Escucha sin interrumpir. Los más mayores pueden tener estos cambios rápidos de comportamiento y hablar de una manera muy angustiada sobre lo que está mal. En ese momento, la clave es dejar que lo digan todo.
Empatiza sinceramente. La mayoría de las veces, expresar emociones con palabras genera todo el alivio que un joven necesita. Después de escuchar con atención, podemos apoyar aún más a los adolescentes si simplemente empatizamos con ellos.
Valida la angustia. La validación es muy efectiva, especialmente con los adolescentes.
Apoya que se enfrente a ello. Una forma de hacerlo es ayudar a los adolescentes a consolarse a sí mismos. Habla con tu hijo adolescente sobre lo que puede hacer para sentirse mejor, como la respiración profunda y lenta.
Expresa confianza. Trata de mostrarle apoyo diciendo cosas como: "esto es difícil, pero no durará mucho tiempo" o "con lo difícil que es, estoy tan impresionado por lo que puedes controlar y que podamos compartirlo y hablarlo".

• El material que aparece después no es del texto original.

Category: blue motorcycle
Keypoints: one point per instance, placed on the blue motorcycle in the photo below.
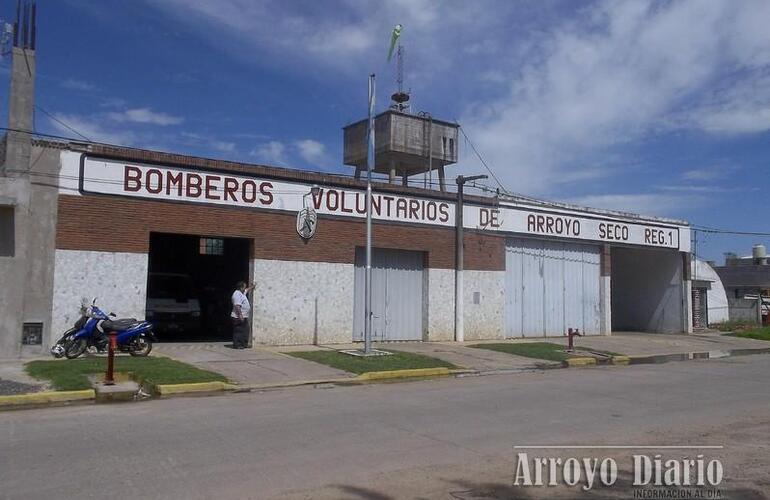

Ofrécete a ayudarle a resolver problemas. Si has escuchado, validado y ofrecido confianza a tu hijo adolescente, pero todavía está molesto, el siguiente paso puede ser decirle "¿necesitas ayuda para tratar de resolver este problema?".
Divide el problema en dos. Si acepta tu ayuda en la resolución de problemas, puede ser útil dividir los desafíos que enfrenta en dos categorías: cosas que pueden cambiar y cosas que no pueden cambiar.
Si se puede cambiar, buscar posibles soluciones. Ayúdalo a enfocar su atención en encontrar soluciones a los problemas en los que pueda hacer cambios significativos.
Promueve la aceptación de lo que no se puede cambiar. Apoya a tu hijo adolescente para que haga lo posible por aceptar los problemas que no se resuelven fácilmente.